The semi-archaic English word 'natty' (as in "he was a natty dresser", smart). With definition as follows:
Screenshot_20230117_060141_Chrome.jpg


I think we may have a winner! My firm contender for the word you thought you heard was/is, therefore, 'super-natty'..!

I'm not going to wager my smallholding, but I will bet a keg of Red Bull that this is the correct answer, and therefore claim my prize (which is 15 seconds of insufferable smugness followed by a cup of tea served to me by Helena Bonham-Carter)
 
There's definitely outwith. It's a fabulous word! Also furth is very useful! And not the same as firth...

We kids had to sing the hymn There Is a Green Hill Far Away -

There is a green hill far away,
without a city wall,
where the dear Lord was crucified,
who died to save us all.


'Without' a city wall puzzled me until it was explained that it here means 'outside of'. 'Outwith' would have made more sense.
I've wondered since if Cecil Frances Alexander (1818-1895) who wrote it had meant to use 'outwith', although she was Irish and not Scottish.
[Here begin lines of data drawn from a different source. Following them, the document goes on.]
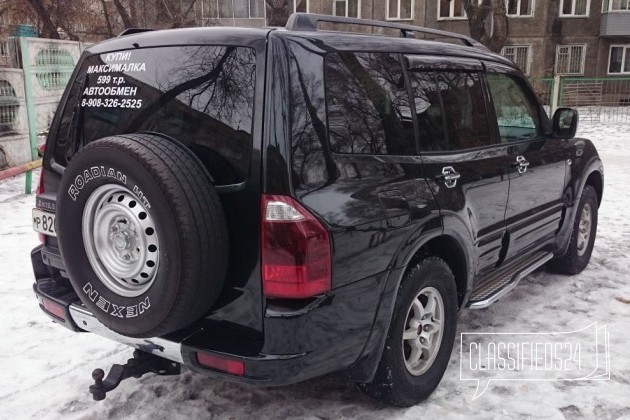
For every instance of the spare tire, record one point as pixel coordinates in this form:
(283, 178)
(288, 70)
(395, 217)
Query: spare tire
(142, 233)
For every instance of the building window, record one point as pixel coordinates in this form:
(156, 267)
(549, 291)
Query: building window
(520, 7)
(570, 59)
(570, 8)
(299, 6)
(8, 107)
(347, 8)
(53, 68)
(616, 6)
(519, 55)
(230, 9)
(451, 9)
(619, 61)
(400, 9)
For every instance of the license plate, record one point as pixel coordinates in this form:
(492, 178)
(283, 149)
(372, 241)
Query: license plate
(44, 222)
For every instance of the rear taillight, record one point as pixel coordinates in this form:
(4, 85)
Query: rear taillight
(40, 190)
(295, 250)
(40, 184)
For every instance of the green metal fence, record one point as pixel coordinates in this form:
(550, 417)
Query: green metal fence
(544, 90)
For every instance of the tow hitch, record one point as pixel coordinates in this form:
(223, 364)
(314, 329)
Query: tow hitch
(141, 363)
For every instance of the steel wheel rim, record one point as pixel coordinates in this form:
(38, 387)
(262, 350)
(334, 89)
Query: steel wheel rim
(121, 240)
(423, 331)
(584, 229)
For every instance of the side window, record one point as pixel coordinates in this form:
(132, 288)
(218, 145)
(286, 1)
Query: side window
(368, 104)
(517, 114)
(431, 124)
(451, 110)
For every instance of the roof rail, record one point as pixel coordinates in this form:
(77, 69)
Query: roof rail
(309, 22)
(131, 31)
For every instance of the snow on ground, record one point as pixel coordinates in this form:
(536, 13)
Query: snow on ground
(45, 369)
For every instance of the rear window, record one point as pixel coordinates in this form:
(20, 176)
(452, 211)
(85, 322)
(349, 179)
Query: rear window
(202, 96)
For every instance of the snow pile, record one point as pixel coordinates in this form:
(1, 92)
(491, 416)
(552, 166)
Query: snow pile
(45, 369)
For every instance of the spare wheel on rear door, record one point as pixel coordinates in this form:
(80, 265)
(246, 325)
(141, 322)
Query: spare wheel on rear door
(142, 233)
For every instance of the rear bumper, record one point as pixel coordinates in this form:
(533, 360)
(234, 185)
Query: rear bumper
(296, 346)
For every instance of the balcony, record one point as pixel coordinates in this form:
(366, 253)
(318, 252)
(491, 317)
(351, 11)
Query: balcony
(615, 24)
(Cecil Frances Alexander was a good person who helped the poor and co-founded a school for the deaf. She wrote many hymns and carols, often for children, including All Things Bright and Beautiful, Once in Royal David's City.

The slightly gruesome There Is a Green Hill Far Away was also intended for children. Bit grim really.)
 
...rendered as:

...could this have been 'super-techy'?

But wait: the mists are clearing...I've just had a Eureka movement!
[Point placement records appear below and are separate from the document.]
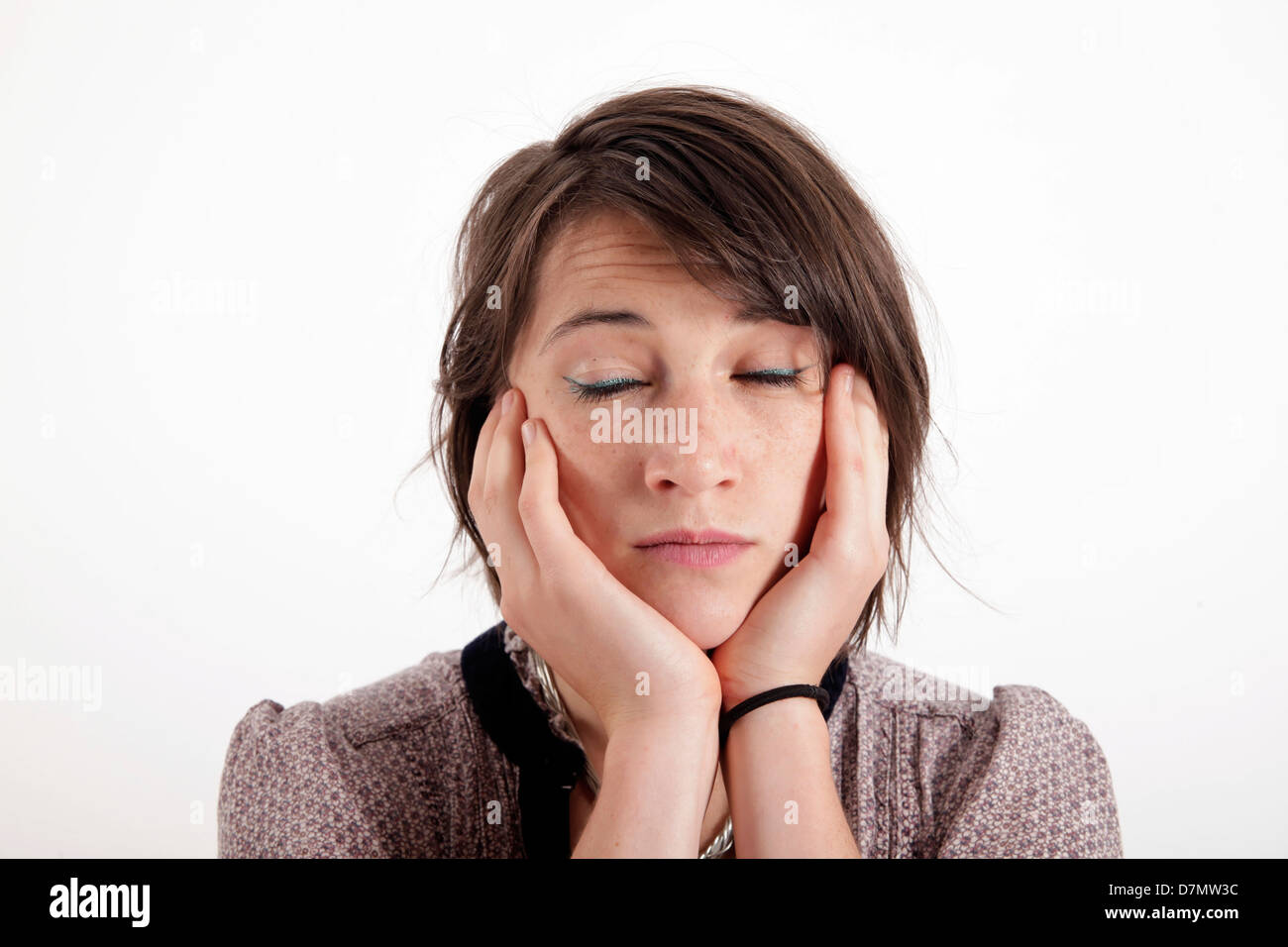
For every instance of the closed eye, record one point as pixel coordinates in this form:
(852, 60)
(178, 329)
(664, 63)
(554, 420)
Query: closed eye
(601, 390)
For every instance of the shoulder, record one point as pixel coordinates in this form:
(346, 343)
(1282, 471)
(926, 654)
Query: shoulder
(1013, 776)
(309, 780)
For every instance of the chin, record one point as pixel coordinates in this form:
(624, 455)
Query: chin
(707, 624)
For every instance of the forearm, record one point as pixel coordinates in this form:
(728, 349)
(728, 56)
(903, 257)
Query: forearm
(656, 785)
(782, 796)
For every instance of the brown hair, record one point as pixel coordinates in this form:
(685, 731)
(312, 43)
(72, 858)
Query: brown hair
(735, 188)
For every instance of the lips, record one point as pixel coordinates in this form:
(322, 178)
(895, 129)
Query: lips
(694, 538)
(698, 549)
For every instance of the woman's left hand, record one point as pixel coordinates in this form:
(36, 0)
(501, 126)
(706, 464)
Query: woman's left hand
(798, 626)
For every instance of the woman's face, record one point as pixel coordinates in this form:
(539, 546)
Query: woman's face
(743, 457)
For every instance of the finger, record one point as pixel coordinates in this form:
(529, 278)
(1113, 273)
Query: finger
(845, 462)
(553, 540)
(501, 496)
(875, 441)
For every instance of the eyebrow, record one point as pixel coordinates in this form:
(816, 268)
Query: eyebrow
(626, 318)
The semi-archaic English word 'natty' (as in "he was a natty dresser", smart). With definition as follows:
View attachment 62532

I think we may have a winner! My firm contender for the word you thought you heard was/is, therefore, 'super-natty'..!

I'm not going to wager my smallholding, but I will bet a keg of Red Bull that this is the correct answer, and therefore claim my prize (which is 15 seconds of insufferable smugness followed by a cup of tea served to me by Helena Bonham-Carter)
No, alas not.

When I used the word initially, many came back with such queries, and on further listening, it was almost certainly, 'hoopernacky'.

Bearing in mind, this was a radio ad from at least two decades ago.
 
...'Without' a city wall puzzled me until it was explained that it here means 'outside of'. 'Outwith' would have made more sense.
I've wondered since if Cecil Frances Alexander (1818-1895) who wrote it had meant to use 'outwith', although she was Irish and not Scottish...

It was once not uncommon usage in English. Within the City of London, for example, you have St Botolph without Bishopsgate, St Sepulchre without Newgate (now renamed), St Giles without Cripplegate etc. I believe the 'without' was a definition of the buildings position in relation to the old city walls.

(But my favourite London church name is St Andrew by the Wardrobe - which conjures up the image of a stalker who has been caught red-handed stealing underwear from someone's bedroom.)
 
Isn't 'outwith' also used in legalese? So something being done outwith some boundary or another?

I (not Scots, not even a little bit) have always known the word, but in the same way as something like 'victuals' -as in archaic and only occasionally used as a bit of a joke or when quoting old writings.